Thank you very much for your question about our manuscript.

Our report was a retrospective study. For ethical reasons, it is impossible to perform a randomized controlled trial, in which patients who undergo liver resection are randomized to receive or not receive blood transfusions as part of perioperative care. Patients who experience massive bleeding during or after hepatectomy must receive blood transfusions to maintain their total blood volume. Therefore, there have been no studies in which the volume of bleeding was adjusted when analyzing the impact of blood transfusion on the recurrence of hepatocellular carcinoma after hepatectomy.

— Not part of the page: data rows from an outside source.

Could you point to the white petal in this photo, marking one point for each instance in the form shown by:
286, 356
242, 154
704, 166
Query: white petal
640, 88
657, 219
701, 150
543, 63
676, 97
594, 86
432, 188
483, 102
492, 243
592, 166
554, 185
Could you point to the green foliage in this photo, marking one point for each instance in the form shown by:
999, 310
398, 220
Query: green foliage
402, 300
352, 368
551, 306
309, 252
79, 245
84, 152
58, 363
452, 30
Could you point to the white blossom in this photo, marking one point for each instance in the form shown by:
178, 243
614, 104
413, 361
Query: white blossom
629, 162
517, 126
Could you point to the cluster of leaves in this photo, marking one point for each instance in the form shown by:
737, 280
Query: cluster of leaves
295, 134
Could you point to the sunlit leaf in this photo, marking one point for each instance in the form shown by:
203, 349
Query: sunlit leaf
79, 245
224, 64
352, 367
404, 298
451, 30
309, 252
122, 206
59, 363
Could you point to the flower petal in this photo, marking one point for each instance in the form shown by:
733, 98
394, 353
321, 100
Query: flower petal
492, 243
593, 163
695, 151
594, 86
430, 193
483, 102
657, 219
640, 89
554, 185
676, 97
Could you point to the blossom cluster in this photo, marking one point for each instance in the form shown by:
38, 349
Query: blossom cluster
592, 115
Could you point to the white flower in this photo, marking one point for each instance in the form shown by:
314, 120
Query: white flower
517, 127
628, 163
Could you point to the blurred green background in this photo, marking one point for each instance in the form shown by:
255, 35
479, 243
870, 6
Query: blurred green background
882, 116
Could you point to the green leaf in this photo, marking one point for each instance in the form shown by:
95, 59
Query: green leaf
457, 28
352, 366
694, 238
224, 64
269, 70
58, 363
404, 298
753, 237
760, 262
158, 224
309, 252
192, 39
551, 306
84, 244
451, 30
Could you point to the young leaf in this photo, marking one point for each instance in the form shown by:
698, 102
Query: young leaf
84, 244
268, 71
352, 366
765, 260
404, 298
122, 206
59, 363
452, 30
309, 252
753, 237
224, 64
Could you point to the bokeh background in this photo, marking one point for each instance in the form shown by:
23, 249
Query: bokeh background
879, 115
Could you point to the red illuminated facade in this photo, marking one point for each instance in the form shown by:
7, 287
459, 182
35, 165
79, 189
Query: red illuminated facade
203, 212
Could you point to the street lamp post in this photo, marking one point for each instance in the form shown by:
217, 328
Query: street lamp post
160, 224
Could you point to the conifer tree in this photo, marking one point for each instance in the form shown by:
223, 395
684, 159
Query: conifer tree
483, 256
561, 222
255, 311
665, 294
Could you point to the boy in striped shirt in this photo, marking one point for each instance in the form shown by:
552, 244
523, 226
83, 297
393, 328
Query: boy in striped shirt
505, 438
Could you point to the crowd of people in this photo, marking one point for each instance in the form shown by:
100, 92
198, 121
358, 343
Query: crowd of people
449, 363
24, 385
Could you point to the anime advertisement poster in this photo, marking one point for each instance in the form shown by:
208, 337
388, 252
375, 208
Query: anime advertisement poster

As pointed out, our cohort was not free of patient selection bias, based on frequency of liver cirrhosis, rates of postoperative complication, maximum tumor diameter, extent of hepatic resection, and serum alpha-fetoprotein levels. To control for patient selection bias, we used the inverse provability of treatment weighting (IPTW) statistical method. This method balances underlying differences between transfused and non-transfused patients in distributive covariates, including rates of liver cirrhosis and postoperative complications, maximum tumor diameter, extent of hepatic resection, and serum alpha-fetoprotein levels. IPTW weighs samples using propensity scores, reducing the confounding that frequently occurs in cohort studies testing the effects of treatment on outcomes, and enables estimation of marginal or population average treatment effects [1]. After adjusting the covariates by IPTW, we found that the selection bias between transfused and non-transfused patients became very small, with little difference in the rate of liver cirrhosis in the two groups.

Generally, propensity score matching method is one to one. This matching, however, reduces sample size, increasing the likelihood of selection bias. Therefore, we adopted the method of IPTW-adjusted analysis to control for selection bias in our study. As a result, we concluded that blood transfusion was associated with recurrence of HCC after hepatectomy in patients with HCC and Child-Pugh class A.

Future studies should address these clinical questions.